Her gaze moves to me.
“She looked co-cold,” she says. “She looked so, so cold.”
A shiver rushes through my body. It’s not because of what Erika says. It’s because of what Becky said to me last night.
“Co-cold,” she whispered through her chattering teeth. “So, so cold.”
36
ERIKA IS SITTING in the back of the police car with Newie. He has one arm wrapped around her shoulder, and she’s leaning up against him. He’s biting his nails like he always does.

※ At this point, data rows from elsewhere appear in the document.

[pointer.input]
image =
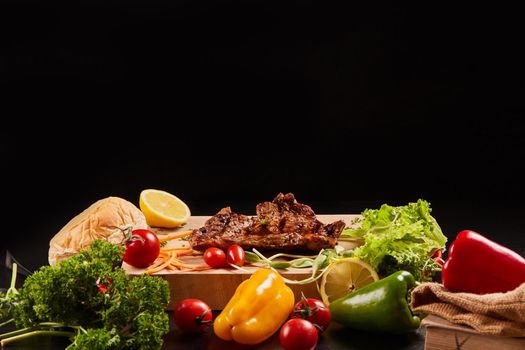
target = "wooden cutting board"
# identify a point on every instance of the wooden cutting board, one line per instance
(217, 286)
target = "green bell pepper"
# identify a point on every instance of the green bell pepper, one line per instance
(381, 306)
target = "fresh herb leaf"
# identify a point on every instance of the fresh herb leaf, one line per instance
(399, 238)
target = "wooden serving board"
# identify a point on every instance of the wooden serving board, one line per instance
(217, 286)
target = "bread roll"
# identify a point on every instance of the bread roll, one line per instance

Meanwhile, the chief is standing ne
xt to me, talking on his cell phone. I can hear him, but whatever he’s saying isn’t quite registering. The only things that stick with me are the names “Berg” and “Dunhill Road,” where Annie lives. Other than that, there’s only one thought that keeps running through my head over and over again.
Becky.
Last night when Not-Becky was hiding somewhere in the depths of her brain, Becky told me she was cold. Then she flip-flopped around in the folds of her blanket and called herself wrapped and packaged.
How did she know it would happen that way to Annie’s mom? How the hell did she know?
The chief keeps talking, but his words mean nothing to me. The only thing that means something is my sister and her connection to the murders this year. Somehow she knows. Somehow, from the prison of a bedroom where she’s been locked away like a princess in a tower, she knows.
For the first time in a very long while, I want my mother—not the person who huddles in her bed all day with her cigarettes burning to ash between her fingers. I want my mother from before Becky got sick. I want my mother from before my grandmother tumbled down the stairs to her death. I want the woman who scooped me up into her arms when I was a kid and smothered me with kisses and sometimes made pancakes from scratch on school days just because, and who read me bedtime stories before I went to sleep.
Hell, I need my mother right now, because Annie’s is gone, and I have to somehow make sense of it all.
My brooding thoughts are interrupted by the chief’s gruff voice. “Annie Berg?” he says into his cell. “You gotta be shitting me.”
I turn and look up at him as he clutches the phone to his ear. His eyes are shut, and he looks even more concerned than before. When he opens his eyes they find mine.
“Yes,” he says. “I’m looking right at him.”